Dijital Kuşatma ve Veri Analizi İddiaları
Hüseyin Gün'ün itirafları, Türkiye'nin dijital kuşatılma biçiminin çarpıcı bir örneği olarak değerlendiriliyor. Gün'ün telefon rehberinde MI6 Başkanından CIA mensuplarına, Mossad subaylarından eski İngiliz generallerine kadar birçok istihbaratçının bulunduğu iddia ediliyor. Bu durum, seçim sürecinde veri analizinin ne kadar önemli bir rol oynadığını gözler önüne seriyor.
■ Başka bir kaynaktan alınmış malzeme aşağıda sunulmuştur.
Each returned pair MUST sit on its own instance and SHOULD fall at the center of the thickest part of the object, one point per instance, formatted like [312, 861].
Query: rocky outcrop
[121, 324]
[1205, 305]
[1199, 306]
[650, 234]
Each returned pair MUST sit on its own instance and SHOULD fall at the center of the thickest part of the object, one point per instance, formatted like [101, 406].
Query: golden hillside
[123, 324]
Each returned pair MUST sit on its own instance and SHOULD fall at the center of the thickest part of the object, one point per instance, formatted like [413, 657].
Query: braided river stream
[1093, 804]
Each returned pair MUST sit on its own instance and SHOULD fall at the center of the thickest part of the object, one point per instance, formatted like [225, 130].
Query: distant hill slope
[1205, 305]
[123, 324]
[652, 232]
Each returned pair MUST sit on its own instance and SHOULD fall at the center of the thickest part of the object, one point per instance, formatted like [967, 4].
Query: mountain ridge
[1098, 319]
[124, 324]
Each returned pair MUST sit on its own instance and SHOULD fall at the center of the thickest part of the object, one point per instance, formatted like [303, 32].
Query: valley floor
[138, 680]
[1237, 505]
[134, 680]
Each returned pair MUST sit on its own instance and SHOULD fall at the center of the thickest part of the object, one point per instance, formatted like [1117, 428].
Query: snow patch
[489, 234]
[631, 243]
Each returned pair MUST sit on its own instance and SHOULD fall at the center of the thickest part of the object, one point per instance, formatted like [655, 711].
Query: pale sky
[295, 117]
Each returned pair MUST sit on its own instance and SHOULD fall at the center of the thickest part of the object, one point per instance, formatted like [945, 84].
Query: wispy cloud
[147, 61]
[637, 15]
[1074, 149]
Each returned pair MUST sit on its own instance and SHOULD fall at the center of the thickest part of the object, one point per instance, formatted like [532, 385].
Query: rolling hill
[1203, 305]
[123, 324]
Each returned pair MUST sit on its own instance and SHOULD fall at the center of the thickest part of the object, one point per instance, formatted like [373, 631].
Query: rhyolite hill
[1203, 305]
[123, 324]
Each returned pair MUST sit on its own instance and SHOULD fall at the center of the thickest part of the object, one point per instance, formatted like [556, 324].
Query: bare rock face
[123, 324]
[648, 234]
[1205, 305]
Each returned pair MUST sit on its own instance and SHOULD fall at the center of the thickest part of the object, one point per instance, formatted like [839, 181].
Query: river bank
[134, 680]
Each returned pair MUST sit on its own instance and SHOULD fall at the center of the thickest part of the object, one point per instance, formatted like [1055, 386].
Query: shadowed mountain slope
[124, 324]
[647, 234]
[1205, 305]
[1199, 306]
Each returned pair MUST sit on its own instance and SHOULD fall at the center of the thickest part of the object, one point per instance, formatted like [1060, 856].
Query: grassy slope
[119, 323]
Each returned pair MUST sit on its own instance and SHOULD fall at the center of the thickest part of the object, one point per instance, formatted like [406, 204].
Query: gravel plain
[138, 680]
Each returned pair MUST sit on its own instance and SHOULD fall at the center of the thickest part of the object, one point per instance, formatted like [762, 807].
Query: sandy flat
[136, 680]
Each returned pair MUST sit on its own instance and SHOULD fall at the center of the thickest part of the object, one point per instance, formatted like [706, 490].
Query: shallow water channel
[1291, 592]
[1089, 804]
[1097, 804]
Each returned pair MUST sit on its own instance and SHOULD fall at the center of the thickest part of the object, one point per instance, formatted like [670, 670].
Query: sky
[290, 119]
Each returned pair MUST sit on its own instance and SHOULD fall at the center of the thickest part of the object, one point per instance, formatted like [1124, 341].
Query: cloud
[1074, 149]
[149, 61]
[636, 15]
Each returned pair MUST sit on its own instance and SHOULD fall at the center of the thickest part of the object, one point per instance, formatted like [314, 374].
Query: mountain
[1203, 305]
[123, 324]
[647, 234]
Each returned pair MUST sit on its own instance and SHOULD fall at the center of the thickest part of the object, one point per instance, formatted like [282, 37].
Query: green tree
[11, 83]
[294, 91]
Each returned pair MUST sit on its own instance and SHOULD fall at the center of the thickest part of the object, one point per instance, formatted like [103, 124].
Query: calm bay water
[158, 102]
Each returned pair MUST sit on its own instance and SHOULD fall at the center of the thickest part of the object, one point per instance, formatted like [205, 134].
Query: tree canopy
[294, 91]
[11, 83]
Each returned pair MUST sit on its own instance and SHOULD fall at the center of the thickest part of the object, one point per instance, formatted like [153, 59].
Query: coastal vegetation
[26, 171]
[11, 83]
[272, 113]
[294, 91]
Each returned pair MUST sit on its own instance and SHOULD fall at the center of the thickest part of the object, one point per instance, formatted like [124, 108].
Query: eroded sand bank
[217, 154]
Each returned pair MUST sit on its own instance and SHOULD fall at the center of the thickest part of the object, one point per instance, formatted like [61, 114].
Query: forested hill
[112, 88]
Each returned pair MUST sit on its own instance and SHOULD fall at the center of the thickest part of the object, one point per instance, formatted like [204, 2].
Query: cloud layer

İddialara göre, CIA'de görev yapmış Aaron Barr'ın hazırladığı rapor, Hüseyin Gün aracılığıyla Necati Özkan'a, oradan da İmamoğlu'na ulaştırılmış. Rand Corporation adlı Amerikan düşünce kuruluşunun 2019 öncesi raporunda ise İmamoğlu, Erdoğan'ın karşısına "en uygun aday" olarak gösterilmişti. Bu durum, meselenin sadece "dijital analiz" olmadığını, yabancı zihnin Türk seçmeninin zihninde laboratuvar kurduğunu gösteriyor.
Yeni Vesayet: Dijital Algoritmalar ve Müstevlilerin Arzusu
Eski dünyanın refleksleriyle çalışanların, seçmeni ekran arkasında kodlara bölen "veri casuslarına" karşı seçim kazanma ihtimalleri sorgulanıyor. Yeni vesayetin artık askeri değil, dijital olduğu vurgulanıyor. Kodla gelen, algoritmayla yayılan ve "demokrasi, hukukun üstünlüğü" kılıfıyla servis edilen bu yeni vesayet, Türkiye'yi yönlendirme arzusunu hiç değiştirmiyor.
- Veri madenciliği "özgürlük" diye pazarlanıyor.
- Seçmen dijital mikroskopla inceleniyor.
- Partiler hala saha anketiyle nabız yokluyor.
Bu iddialar, seçim süreçlerinde dijital manipülasyonun ne kadar etkili olabileceğini ve seçmenlerin bilinçli olması gerektiğini bir kez daha hatırlatıyor. Gelecek seçimlerde bu tür stratejilere karşı nasıl önlemler alınacağı ise merak konusu.